Her arresting smile rivals the glowing blue highlights adorning her hair. Tuesday is Annie Mae Abrams’ 95th birthday and her spirit is still beaming.

Abrams was anxious to discuss her “history” with the Austin Weekly last week in the front room of her Austin home.

“I hope you do something good with my history,” she jokingly warned, all the while sporting a grin and adjusting her position in her wheel chair in preparation for the interview.

Meanwhile, Annie Mae’s daughter, Adair Abrams, and her niece, Edrissa King, along with her granddaughter sat in the adjacent living room. They periodically chimed in to coach her memory along.

“Tell him where you go during the week, mom,” Adair said, referring to Chicago REACH, an alternative care program for seniors.

“Where do you go to church, grandma?” King asked, referring to Performing Christ Ministry.

Despite a few voids in her memory, Annie Mae’s recollection of the last century is fluent, helped along by her family who validated most of what the matriarch said. Originally from Montgomery , Ala. , she was born Annie Mae Pruitt. She moved north with her father, stepmother and five siblings at the age of three. Her dad, Payton Pruitt, was a cotton picker who decided to move his fledgling family to Chicago after Annie Mae’s mother died.

The increasing use of farm machinery on plantations that took away jobs also necessitated their relocation.

In Chicago, he found work as a Pullman train operator. Annie Mae also recalled her father taking great pride in the fact that none of his children were ever subjected to backbreaking plantation work.

“He made sure none of his children had to pick cotton,” King said, turning her head around from an easy chair that faced the opposite side of the room-her grandmother nodded in affirmation.

Annie Mae spent much of her early years on the South Side. She attended Hyde Park Academy High School in the early 1930s-Annie Mae says she was among the first black students to graduate at the top of the class. Hyde Park Academy did not return phone calls to confirm this.

“There was only about 20 of us at the time in Hyde Park [high school],” Annie Mae said.

By World War II, Annie Mae, like many other women around the country, went to work, at first in a factory for Caterpillar where parts for U.S. Army tanks were manufactured. She then briefly worked for Yellow Pages stacking phone books on the docks before they were loaded onto delivery trucks.

“I didn’t like that job, I told them I had to stop-it was too much lifting,” she recalled. “I was always active in something.”

Right around this time, Annie Mae found her two lasting loves: her late husband Jake Abrams, who passed in 1974-and nursing.

She met Jake through his niece; the two were instantly smitten with one another.

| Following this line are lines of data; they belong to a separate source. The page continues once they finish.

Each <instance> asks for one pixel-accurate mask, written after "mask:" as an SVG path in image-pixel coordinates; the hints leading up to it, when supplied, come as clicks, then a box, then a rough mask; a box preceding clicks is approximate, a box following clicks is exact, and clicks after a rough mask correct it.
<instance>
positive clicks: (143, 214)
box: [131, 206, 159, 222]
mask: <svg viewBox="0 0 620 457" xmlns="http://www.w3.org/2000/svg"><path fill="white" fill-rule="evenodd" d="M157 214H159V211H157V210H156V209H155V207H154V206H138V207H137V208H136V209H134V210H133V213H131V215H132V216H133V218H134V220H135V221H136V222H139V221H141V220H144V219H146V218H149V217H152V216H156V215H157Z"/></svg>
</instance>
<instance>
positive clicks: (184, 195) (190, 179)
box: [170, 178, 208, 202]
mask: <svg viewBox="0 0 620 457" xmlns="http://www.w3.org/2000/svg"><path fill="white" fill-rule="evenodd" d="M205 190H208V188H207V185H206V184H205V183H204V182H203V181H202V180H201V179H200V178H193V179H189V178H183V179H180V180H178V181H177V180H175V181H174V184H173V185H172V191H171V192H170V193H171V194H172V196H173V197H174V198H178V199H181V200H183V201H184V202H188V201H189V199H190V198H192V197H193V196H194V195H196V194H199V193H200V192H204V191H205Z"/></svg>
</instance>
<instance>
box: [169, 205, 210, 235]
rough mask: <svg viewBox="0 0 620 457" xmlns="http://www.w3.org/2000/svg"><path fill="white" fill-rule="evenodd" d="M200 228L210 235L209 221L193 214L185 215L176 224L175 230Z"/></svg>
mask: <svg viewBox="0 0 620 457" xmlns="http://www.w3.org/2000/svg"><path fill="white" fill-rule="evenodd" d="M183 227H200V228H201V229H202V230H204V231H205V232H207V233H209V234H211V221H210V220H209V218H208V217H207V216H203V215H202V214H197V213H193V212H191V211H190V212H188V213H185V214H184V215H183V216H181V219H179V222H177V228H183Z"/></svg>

They married in 1943 and had four children. Jake was a jazz pianist and, according to Annie Mae, nothing short of amazing.

“He was a wonderful, talented and quiet man,” she said.

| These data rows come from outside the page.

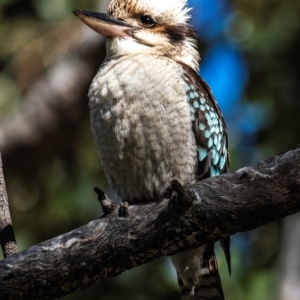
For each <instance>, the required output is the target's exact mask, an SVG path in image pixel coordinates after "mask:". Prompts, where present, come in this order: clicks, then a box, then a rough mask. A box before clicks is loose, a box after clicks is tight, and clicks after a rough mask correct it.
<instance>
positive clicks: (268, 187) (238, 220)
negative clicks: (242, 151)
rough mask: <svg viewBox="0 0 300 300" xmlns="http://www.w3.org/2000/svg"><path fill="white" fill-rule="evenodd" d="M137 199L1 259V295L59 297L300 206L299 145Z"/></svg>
mask: <svg viewBox="0 0 300 300" xmlns="http://www.w3.org/2000/svg"><path fill="white" fill-rule="evenodd" d="M184 191H185V192H181V193H180V194H182V195H189V196H188V197H192V199H194V200H193V201H192V203H191V205H190V201H189V205H186V201H182V200H180V199H178V195H177V196H176V195H175V196H174V193H173V195H172V197H171V200H169V199H167V198H165V199H162V200H161V201H159V202H158V203H147V204H143V205H132V206H130V207H129V209H128V211H129V216H128V217H127V218H122V217H118V215H117V212H113V213H111V214H108V215H106V216H104V217H102V218H100V219H98V220H95V221H92V222H90V223H89V224H87V225H85V226H83V227H81V228H78V229H76V230H74V231H72V232H69V233H66V234H64V235H61V236H59V237H56V238H54V239H52V240H49V241H46V242H43V243H41V244H39V245H36V246H34V247H32V248H30V249H28V250H26V251H22V252H20V253H18V254H17V255H14V256H11V257H9V258H6V259H4V260H3V261H2V262H0V298H1V299H53V298H55V297H61V296H63V295H66V294H68V293H71V292H74V291H76V290H80V289H84V288H86V287H88V286H89V285H91V284H92V283H93V282H95V281H100V280H103V279H105V278H108V277H113V276H116V275H118V274H120V273H122V272H123V271H125V270H127V269H131V268H133V267H135V266H138V265H141V264H144V263H146V262H149V261H151V260H153V259H155V258H158V257H160V256H166V255H172V254H175V253H177V252H180V251H183V250H186V249H191V248H195V247H198V246H200V245H203V244H206V243H208V242H211V241H216V240H218V239H219V238H220V237H225V236H228V235H232V234H234V233H236V232H238V231H246V230H250V229H254V228H256V227H259V226H261V225H264V224H267V223H269V222H273V221H275V220H278V219H281V218H283V217H285V216H287V215H290V214H293V213H296V212H298V211H299V210H300V148H295V149H293V150H291V151H288V152H286V153H283V154H280V155H277V156H275V157H272V158H270V159H267V160H265V161H262V162H258V163H256V164H254V165H253V166H250V167H245V168H242V169H240V170H238V171H236V172H233V173H228V174H224V175H222V176H219V177H214V178H209V179H207V180H204V181H201V182H199V183H198V184H195V185H193V186H189V187H187V188H185V190H184Z"/></svg>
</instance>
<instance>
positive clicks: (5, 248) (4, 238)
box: [0, 152, 18, 257]
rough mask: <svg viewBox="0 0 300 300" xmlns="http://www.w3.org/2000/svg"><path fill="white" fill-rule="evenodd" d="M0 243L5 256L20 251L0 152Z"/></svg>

By the 1950s,’ Jake was fighting in the Korean War and Annie Mae had begun work as a nurse. She says she was the first African-American chief nurse at the University of Illinois Research and Education Hospital (now the UIC Medical Center ).

“I was very happy there,” she said, smiling.

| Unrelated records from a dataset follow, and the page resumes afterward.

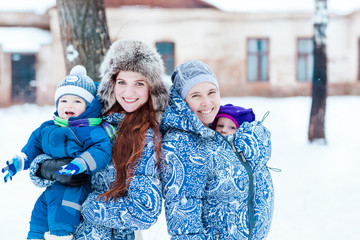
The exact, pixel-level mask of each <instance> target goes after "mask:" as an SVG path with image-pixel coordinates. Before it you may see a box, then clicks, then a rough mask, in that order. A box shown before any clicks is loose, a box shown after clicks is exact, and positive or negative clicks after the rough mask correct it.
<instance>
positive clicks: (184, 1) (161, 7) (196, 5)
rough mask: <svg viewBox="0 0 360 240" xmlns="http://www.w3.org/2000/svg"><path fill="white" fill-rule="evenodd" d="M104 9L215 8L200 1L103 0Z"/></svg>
mask: <svg viewBox="0 0 360 240" xmlns="http://www.w3.org/2000/svg"><path fill="white" fill-rule="evenodd" d="M104 1H105V6H106V7H123V6H148V7H159V8H216V7H215V6H214V5H211V4H209V3H207V2H205V1H202V0H171V1H170V0H104Z"/></svg>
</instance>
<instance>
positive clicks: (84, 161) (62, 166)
mask: <svg viewBox="0 0 360 240" xmlns="http://www.w3.org/2000/svg"><path fill="white" fill-rule="evenodd" d="M86 169H87V166H86V162H85V161H84V160H83V159H82V158H75V159H74V160H72V161H71V162H70V163H69V164H68V165H64V166H61V167H60V168H59V171H57V172H56V173H57V174H59V175H67V176H71V175H75V174H79V173H82V172H85V171H86Z"/></svg>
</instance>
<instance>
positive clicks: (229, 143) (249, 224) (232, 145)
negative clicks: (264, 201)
mask: <svg viewBox="0 0 360 240" xmlns="http://www.w3.org/2000/svg"><path fill="white" fill-rule="evenodd" d="M224 139H225V138H224ZM225 140H226V139H225ZM226 141H227V140H226ZM234 141H235V138H234V140H233V142H231V143H230V142H228V141H227V142H228V143H229V144H230V146H231V148H232V149H233V151H234V153H235V154H236V156H237V157H238V159H239V160H240V162H241V164H242V165H243V166H244V168H245V170H246V172H247V173H248V176H249V197H248V214H249V219H248V221H249V237H248V239H249V240H250V239H251V234H252V229H253V227H254V225H255V220H254V206H253V201H252V200H253V197H254V177H253V173H252V170H251V167H250V165H249V163H248V162H247V160H246V158H245V156H244V153H243V152H238V151H236V148H235V145H234Z"/></svg>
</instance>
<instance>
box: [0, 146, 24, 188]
mask: <svg viewBox="0 0 360 240" xmlns="http://www.w3.org/2000/svg"><path fill="white" fill-rule="evenodd" d="M6 165H7V166H6V167H4V168H3V169H2V170H1V171H2V172H3V173H6V175H5V177H4V181H5V182H7V181H8V180H9V179H10V180H12V177H13V176H14V175H15V174H16V173H17V172H19V171H22V170H26V169H28V168H29V165H30V164H29V161H28V160H27V156H26V154H25V153H18V154H15V156H13V157H12V159H10V160H8V161H6Z"/></svg>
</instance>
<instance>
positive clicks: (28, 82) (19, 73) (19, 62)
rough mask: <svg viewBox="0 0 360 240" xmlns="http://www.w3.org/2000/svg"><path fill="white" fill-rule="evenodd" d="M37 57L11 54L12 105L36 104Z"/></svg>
mask: <svg viewBox="0 0 360 240" xmlns="http://www.w3.org/2000/svg"><path fill="white" fill-rule="evenodd" d="M35 79H36V55H35V54H18V53H13V54H11V101H12V103H35V102H36V81H35Z"/></svg>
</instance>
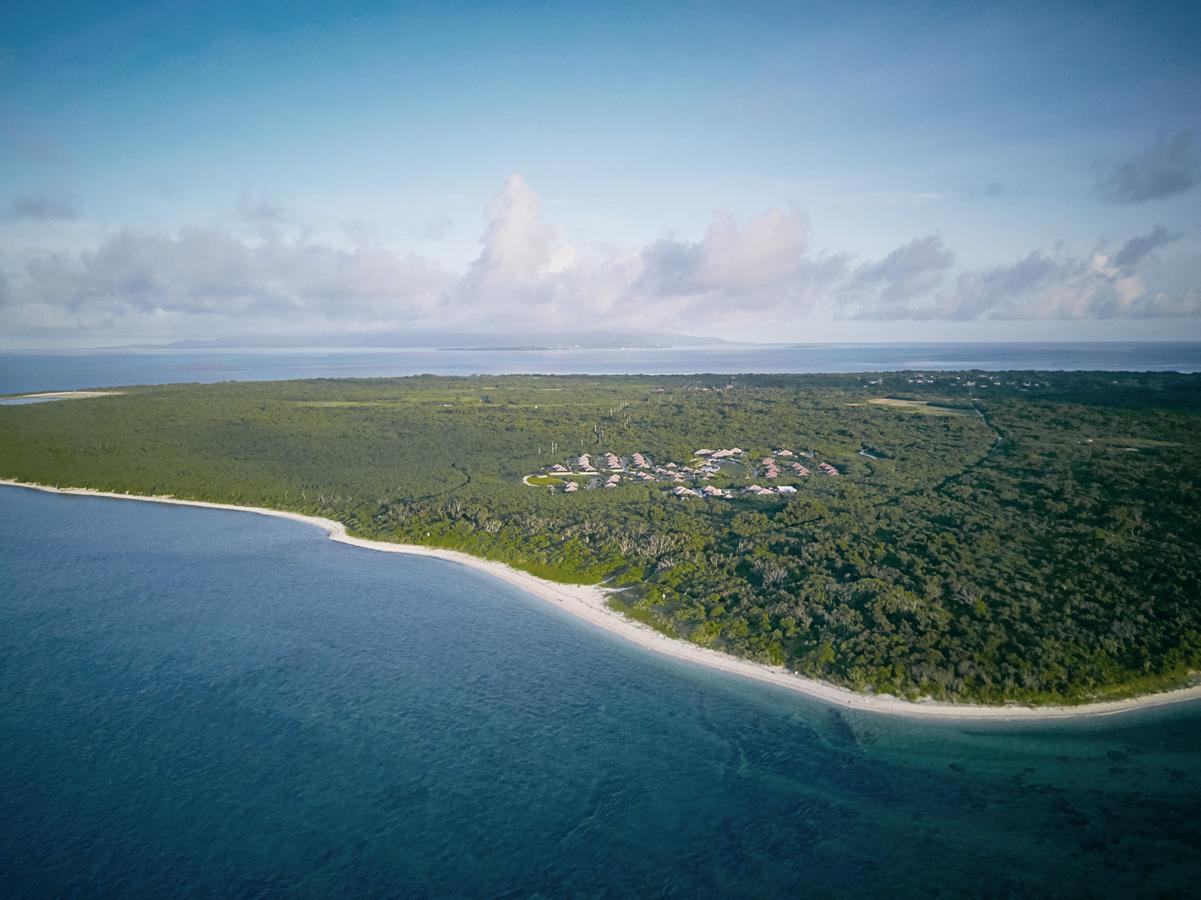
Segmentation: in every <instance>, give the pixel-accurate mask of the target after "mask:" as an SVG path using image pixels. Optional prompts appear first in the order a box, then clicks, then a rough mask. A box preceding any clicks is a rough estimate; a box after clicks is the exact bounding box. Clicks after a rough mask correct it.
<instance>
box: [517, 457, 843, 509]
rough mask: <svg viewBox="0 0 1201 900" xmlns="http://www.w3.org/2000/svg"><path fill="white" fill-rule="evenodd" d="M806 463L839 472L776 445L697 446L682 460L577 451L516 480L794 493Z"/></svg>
mask: <svg viewBox="0 0 1201 900" xmlns="http://www.w3.org/2000/svg"><path fill="white" fill-rule="evenodd" d="M802 460H803V461H802ZM806 463H807V464H808V465H806ZM809 466H813V469H815V470H817V471H818V472H819V473H820V475H823V476H829V477H837V476H838V475H841V472H839V471H838V470H837V469H836V467H835V466H832V465H831V464H829V463H824V461H815V460H814V459H813V454H812V453H808V452H806V451H797V452H793V451H789V449H776V451H773V452H772V453H770V454H767V455H765V457H763V458H759V459H755V458H754V457H752V455H751V454H749V453H748V452H747V451H743V449H742V448H741V447H731V448H729V449H716V451H715V449H709V448H706V447H701V448H700V449H697V451H694V452H693V454H692V459H691V460H689V461H688V463H663V464H658V463H656V461H653V460H652V459H651V458H650V457H649V455H647V454H645V453H632V454H631V455H628V457H619V455H617V454H616V453H598V454H596V457H593V455H592V454H588V453H582V454H580V455H579V457H572V458H570V459H567V460H564V461H563V463H557V464H555V465H551V466H546V467H545V469H543V470H542V471H540V472H538V473H536V475H527V476H526V477H525V478H524V479H522V482H524V483H525V484H527V485H530V487H546V488H549V489H550V490H551V491H554V493H561V494H575V493H578V491H580V490H607V489H614V488H619V487H621V485H623V484H662V485H664V487H665V488H668V489H669V491H670V493H671V494H674V495H675V496H677V497H707V499H715V500H730V499H734V497H736V496H769V495H773V496H785V497H787V496H790V495H793V494H795V493H796V484H799V483H800V482H801V481H802V479H805V478H808V477H811V476H812V473H813V472H812V471H811V469H809ZM713 482H717V483H713ZM745 482H751V483H749V484H745ZM758 482H763V484H759V483H758ZM719 485H721V487H719Z"/></svg>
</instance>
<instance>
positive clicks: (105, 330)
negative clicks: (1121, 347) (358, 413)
mask: <svg viewBox="0 0 1201 900" xmlns="http://www.w3.org/2000/svg"><path fill="white" fill-rule="evenodd" d="M14 6H16V8H12V7H8V8H6V13H5V23H4V28H2V29H0V347H7V348H23V347H82V346H108V345H114V344H123V342H165V341H173V340H181V339H205V338H221V336H229V335H247V334H249V335H264V336H268V335H274V336H280V335H316V334H321V335H325V336H327V338H328V336H330V335H334V336H336V335H340V334H347V335H351V334H353V335H357V336H362V335H363V334H370V333H372V332H389V333H392V332H396V330H441V332H447V330H464V332H473V333H479V332H491V333H510V334H519V333H520V334H525V333H534V332H538V330H564V329H570V330H587V329H598V330H610V332H613V330H655V332H676V333H683V334H694V335H712V336H721V338H727V339H737V340H761V341H892V340H931V341H938V340H998V341H999V340H1201V186H1199V185H1201V6H1197V5H1196V4H1195V2H1191V4H1154V2H1137V4H1135V2H1125V4H1105V2H1087V4H1085V2H1080V4H1057V2H1039V4H1030V5H1021V4H1016V2H1005V4H985V2H975V4H962V5H957V4H952V2H938V4H933V2H932V4H926V2H889V4H880V5H873V4H844V2H836V4H820V2H811V4H802V2H787V4H755V2H747V4H730V2H674V4H653V2H649V1H647V2H638V4H631V5H623V4H620V2H604V4H597V2H588V4H569V2H555V4H538V2H519V4H500V2H495V4H476V2H471V4H468V2H464V4H454V2H440V4H381V2H357V1H355V0H346V1H343V2H329V4H317V2H304V1H303V0H298V1H295V2H288V4H277V2H276V4H257V2H222V1H221V0H205V1H204V2H183V1H181V2H171V4H156V2H139V4H127V5H124V6H123V5H112V4H104V5H100V4H94V5H88V4H84V5H77V4H59V2H53V1H50V2H38V4H19V5H14Z"/></svg>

The UIC records department verified Annie Mae’s employment but was unable to locate any documentation confirming her status as the first black head nurse.

“The records are on dusty index cards in a basement-they don’t necessarily keep records of race,” said Sonya Booth, who works in UIC’s press office.

Whether or not she was the first black valedictorian at Hyde Park High or head nurse at U of I Hospital, Annie Mae has lived a rich life, and she’s still going.

Her weekdays consist of attending REACH programs, and she’s oftentimes the first to arrive at Performing Christ Ministry for Sunday services.

“I’ve had a real good life- I still am,” she said.